Background: The behavioral outcome of food ingestion is a complex process that involves psychological and biological factors. Avocados are nutrient dense with properties that may favorably impact energy balance. This study sought to evaluate if incorporating approximately one half of a Hass avocado by addition or inclusion into a lunch meal will influence post-ingestive satiety, glucose and insulin response, and subsequent energy intake among overweight adults.
Methods: This was a randomized 3×3 single-blind crossover design study with 26 healthy overweight adults (mean ±SD age 40.8±11.0 years and BMI 28.1±2.4 kg/m²). Participants consumed a standardized breakfast followed by 1 of 3 lunch test meals [Control (C), avocado-free; Avocado Inclusive (AI); and, Avocado Added (AA)]. Participants rated five appetite sensations using a visual analog scale (VAS) before lunch and at specific intervals over 5 hours following the start of the test meal. Blood glucose and insulin were measured before lunch and at specific intervals over 3 hours following the start of the test meal. Mixed models were used to compare differences among the 3 test meals, and the area under the curve (AUC(0-xh)) was computed for the VAS and biological measures.
Results: There were significant differences in the AUC(0-5h) for the self-reported feelings of satisfaction (P=0.04) and desire to eat (P=0.05) in the mixed model analysis. Compared to the C test meal, the AA test meal increased satisfaction by 23% (P=0.05) and decreased the desire to eat by 28% (P=0.04) for the AUC(0-5h). For the AUC(0-3h), the AA test meal increased satisfaction by 26% (P=0.02) and decreased the desire to eat by 40% (P=0.01) as compared to the C test meal.

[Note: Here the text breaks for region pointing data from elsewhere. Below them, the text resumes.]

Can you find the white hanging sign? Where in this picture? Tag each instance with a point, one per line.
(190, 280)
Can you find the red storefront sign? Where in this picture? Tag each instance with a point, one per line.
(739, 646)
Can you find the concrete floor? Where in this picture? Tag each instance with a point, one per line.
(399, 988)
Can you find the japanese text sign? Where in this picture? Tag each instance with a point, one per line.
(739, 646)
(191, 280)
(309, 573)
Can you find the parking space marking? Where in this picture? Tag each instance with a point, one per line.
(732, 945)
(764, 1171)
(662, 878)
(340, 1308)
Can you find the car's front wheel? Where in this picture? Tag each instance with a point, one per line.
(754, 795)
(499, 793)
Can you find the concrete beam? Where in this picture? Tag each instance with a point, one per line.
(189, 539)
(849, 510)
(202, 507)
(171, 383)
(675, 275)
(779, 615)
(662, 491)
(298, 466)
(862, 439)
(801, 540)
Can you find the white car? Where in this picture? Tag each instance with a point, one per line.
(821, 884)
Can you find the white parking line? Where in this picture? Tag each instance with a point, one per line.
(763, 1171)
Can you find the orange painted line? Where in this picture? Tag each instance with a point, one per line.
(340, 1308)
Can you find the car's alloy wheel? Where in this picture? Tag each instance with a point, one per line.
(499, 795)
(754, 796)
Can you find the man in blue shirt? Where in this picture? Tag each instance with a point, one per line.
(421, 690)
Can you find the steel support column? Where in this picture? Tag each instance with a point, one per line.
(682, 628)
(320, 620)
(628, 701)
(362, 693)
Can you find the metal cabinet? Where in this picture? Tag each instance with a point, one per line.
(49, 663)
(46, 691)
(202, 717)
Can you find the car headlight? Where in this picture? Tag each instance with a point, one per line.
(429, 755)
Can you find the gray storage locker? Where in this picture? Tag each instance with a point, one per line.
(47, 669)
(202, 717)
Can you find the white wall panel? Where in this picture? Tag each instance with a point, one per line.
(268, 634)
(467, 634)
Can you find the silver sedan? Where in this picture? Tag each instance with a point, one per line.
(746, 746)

Compared to the AI meal, the AUC(0-3h) for blood insulin was higher in the C and AA meals (P=0.04 and P=0.05, respectively).
Conclusions: The addition of approximately one half of a Hass avocado at a lunch meal can influence post-ingestive satiety over a subsequent 3 and 5 hour period in overweight adults. A caveat to these findings is that the avocado contained an additional 112 kcal, which may have accounted for the observed increase in satisfaction and decreased desire to eat. Future trials are warranted to evaluate the effects of avocado intake on weight management in adults of varying BMIs and among insulin resistant individuals.